Foi inaugurado no início da noite de ontem em Cascavel o Parque Tecnológico Agroindustrial do Oeste, que disseminará tecnologias de processamento de matérias-primas, desenvolvimento de novos produtos, qualificação de mão-de-obra e até mesmo controle de qualidade, exigido especialmente para exportações. O parque é o primeiro do gênero na América Latina - há outros em áreas diferentes, como Informática, e um dos maiores está localizado em Florianópolis (SC).
O Oeste paranaense tenta superar a segunda etapa de seu processo econômico, iniciada há menos de meio século com o extrativismo e substituído a partir dos anos 60 pela produção primária (agricultura). Para isso, o Parque Tecnológico deve dar grande contribuição.
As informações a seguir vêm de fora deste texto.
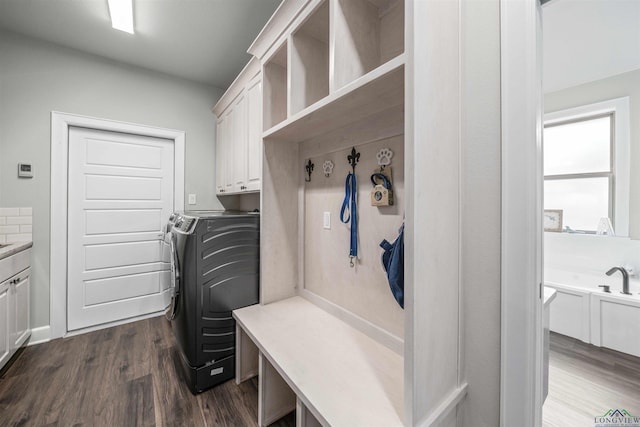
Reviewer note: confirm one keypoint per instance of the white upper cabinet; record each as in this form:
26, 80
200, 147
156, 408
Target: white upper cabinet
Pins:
254, 135
239, 134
O projeto foi desenvolvido pela Fundação para o Desenvolvimento Científico e Tecnológico (Fundetec), e a ele serão agregadas a Universidade Estadual do Oeste do Paraná (Unioeste) e outras entidades de pesquisa e geração de tecnologias. ‘‘Além da iniciativa privada, que absorverá diretamente os resultados’’, observa o presidente da Fundetec, químico Mário Bracht.
Foram investidos no empreendimento cerca de R$ 2,5 milhões, em parceria entre Estado e Município. Mais R$ 7,5 milhões estão sendo negociados junto ao Estado, governo federal e Banco Mundial para completar a estrutura. O parque está localizado a 20 quilômetros da cidade, ao lado da BR-277 e em frente ao Terminal da Ferrovia Paraná Oeste (Ferroeste).
A localização é estratégica, por causa do atrativo oferecido pelo sistema intermodal de transporte (rodovia-ferrovia), que pode estimular a implantação de unidades industriais nas proximidades. A área construída do parque tem 3,7 mil metros quadrados, com centro administrativo, laboratórios de controle e desenvolvimento de produtos e processos nas áreas de patologia animal e físico-química, duas incubadoras para empresas de base tecnológica com motores de grande capacidade e água, vapor e ar comprimidos, auditório com 250 poltronas, salas de treinamento, palestras e reunião com 110 lugares, bibliotecas, alojamento para 40 pessoas e refeitório com cozinha industrial.
A estrutura está situada na ponta de uma área de 242 hectares, que permitirá a implantação, inicialmente com mais dez incubadoras tecnológicas, de oficinas de apoio e treinamento e laboratório de insumos e processos agroindustriais. O governo do Estado já garantiu mais R$ 1,3 milhão para esta finalidade.
O prefeito Fidelcino Tolentino (PMDB) considera o Parque Tecnológico ‘‘a obra mais importante da história de Cascavel’’, pelos reflexos que terá ‘‘na inserção do Oeste paranaense nos tempos modernos da economia e da tecnologia’’. Segundo Mário Bracht, há no mundo cerca de 200 estruturas semelhantes, mas nenhuma na América Latina.
O presidente da Fundetec relata que os parques tecnológicos surgiram principalmente para pesquisas na eletro-eletrônica, abrangendo depois outros setores. ‘‘Os asiáticos tiraram grande proveito destas estruturas, e conseguiram rápido desenvolvimento de suas indústrias’’, relata. A fundação quer complementar o Parque com uma ‘‘vitrine tecnológica’’, na qual serão exibidos equipamentos e projetos.
O parque também dará importante contribuição na área de controle de qualidade. Atualmente, indústrias da região recorrem a laboratórios de outros centros do País, para obter certificados que viabilizam exportações. Mário Bracht relata que o Parque cobrará por este tipo de serviço para ser auto-sustentável.